This page contains another example of the use of hovering with Bokeh to reveal additional information as part of a data visualization. The visualization below is reproduced from our companion material on Python for Data Science, illustrating the use of dimensionality reduction methods supported by the scikit-learn package for machine learning. In particular, the TSNE method (t-distributed stochastic neighbor embedding) is used to reduce high-dimensional data involving baseball statistics for visualization in the interactive plot below. If you are interested in the details of that process, please consult our companion material.

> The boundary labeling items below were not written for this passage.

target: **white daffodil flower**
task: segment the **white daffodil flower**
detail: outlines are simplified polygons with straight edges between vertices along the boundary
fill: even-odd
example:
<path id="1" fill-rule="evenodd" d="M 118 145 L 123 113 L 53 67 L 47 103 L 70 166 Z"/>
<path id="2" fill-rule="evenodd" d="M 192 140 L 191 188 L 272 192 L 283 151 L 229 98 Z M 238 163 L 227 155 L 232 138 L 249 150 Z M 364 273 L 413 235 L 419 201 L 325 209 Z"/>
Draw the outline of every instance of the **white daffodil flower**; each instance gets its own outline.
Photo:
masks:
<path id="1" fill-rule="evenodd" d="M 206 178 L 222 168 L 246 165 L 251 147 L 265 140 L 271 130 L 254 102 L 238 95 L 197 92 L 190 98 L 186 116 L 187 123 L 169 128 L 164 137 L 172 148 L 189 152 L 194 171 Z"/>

The plot below represents an interactive visual map of the hitting statistics for every player who has played in Major League Baseball (MLB). Each point represents a single player, whose career hitting (or batting) statistics are summarized in the form of rate-per-at-bat for different hitting outcomes averaged over their career (specifically, the rate at which that player scored a run (R), got a hit (H), got a two-base hit (2B), got a three-base hit (3B), hit a home run (HR), suffered a strike out (SO), received a base on balls (BB), or achieved some other outcome not summarized in the plot below). Blue dots represent pitchers (specifically, those people listed in the pitching dataset who appeared as a pitcher in at least 10 games over their career), while red dots represent position players (referred to simply as "players" here). Large dots represent people who have been inducted in the Baseball Hall of Fame (HOF), while small dots represent people who have not.

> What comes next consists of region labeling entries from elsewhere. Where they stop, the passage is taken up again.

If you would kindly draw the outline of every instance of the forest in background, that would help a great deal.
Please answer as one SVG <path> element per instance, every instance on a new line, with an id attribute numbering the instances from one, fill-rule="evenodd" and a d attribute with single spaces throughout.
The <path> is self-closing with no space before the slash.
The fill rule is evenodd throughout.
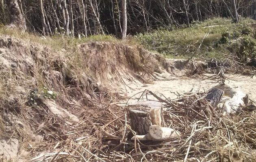
<path id="1" fill-rule="evenodd" d="M 124 29 L 134 35 L 189 27 L 216 16 L 230 17 L 234 22 L 241 17 L 256 18 L 254 0 L 0 0 L 0 24 L 18 24 L 43 35 L 119 38 Z"/>

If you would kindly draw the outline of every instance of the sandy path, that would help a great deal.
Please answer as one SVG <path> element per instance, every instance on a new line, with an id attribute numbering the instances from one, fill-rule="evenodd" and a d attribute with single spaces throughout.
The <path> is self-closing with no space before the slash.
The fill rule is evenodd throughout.
<path id="1" fill-rule="evenodd" d="M 226 81 L 226 83 L 232 86 L 238 86 L 244 93 L 248 94 L 250 98 L 256 100 L 256 77 L 239 75 L 226 75 L 228 79 L 228 81 Z M 192 79 L 182 77 L 177 77 L 171 76 L 168 80 L 158 81 L 155 81 L 154 84 L 147 84 L 144 86 L 133 87 L 134 90 L 130 90 L 127 92 L 127 96 L 131 97 L 134 95 L 131 99 L 128 101 L 128 103 L 133 103 L 137 100 L 137 99 L 141 96 L 143 92 L 145 89 L 155 93 L 159 96 L 163 94 L 165 97 L 169 98 L 171 99 L 176 98 L 178 96 L 174 94 L 182 94 L 184 93 L 189 92 L 192 89 L 195 92 L 207 92 L 208 90 L 217 85 L 218 83 L 212 80 Z M 136 95 L 135 95 L 136 94 Z M 162 96 L 162 97 L 163 96 Z M 148 99 L 156 100 L 154 98 L 148 96 Z M 145 96 L 142 100 L 146 100 Z"/>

Because this is a representation of hitting statistics, it is perhaps not surprising that pitchers and position players tend to be separated from one another (since pitchers are not primarily valued for their hitting skills, and have historically been poor hitters). This map is interactive, in that you can hover over a particular player and see information about their name and some career batting statistics. You can also pan and zoom around the map by selecting various tools in the right-hand panel if you want to examine subgroups in more detail. If you zoom in and want to reset to the full map, select the reset tool in the panel.

Our arbitrary and not particularly systematic choice to identify anyone as a "Pitcher" if they appeared in at least 10 games as a pitcher over the course of their career has interesting implications. For example, Jimmie Foxx — one of the greatest sluggers in the history of baseball — more or less came out of retirement in 1945 when many other players were fighting in World War II, and played as both a position player and a pitcher, just reaching the arbitrary 10-game threshold. He shows up in the hitting map alongside some other Hall of Fame sluggers, including Babe Ruth — who actually did pitch a lot and pitched very effectively in the early part of his career before being converted to a full-time position player in order to make best use of his prodigious hitting skills.

While the details of TSNE plots such as this are difficult to interpret, and change stochastically from run to run, the fact that many HOF position players are bunched up along the edges of the map presumably indicates that they are "outliers" with regard to their hitting skills, perhaps providing insight into their inclusion in the Hall of Fame. There are different subsets of HOF players, which perhaps reflect both different hitting characteristics (e.g., sluggers vs. not) or different eras. Some of the HOF position players situated more toward to interior of the diagram seem to reflect lighter-hitting players more valued for their fielding skills. If you poke around the southernmost part of the map, you can find that the statistics of Tris Speaker (in the HOF) and Shoeless Joe Jackson (not) are extremely similar. Shoeless Joe's exclusion from the Hall is something that ought to be rectified.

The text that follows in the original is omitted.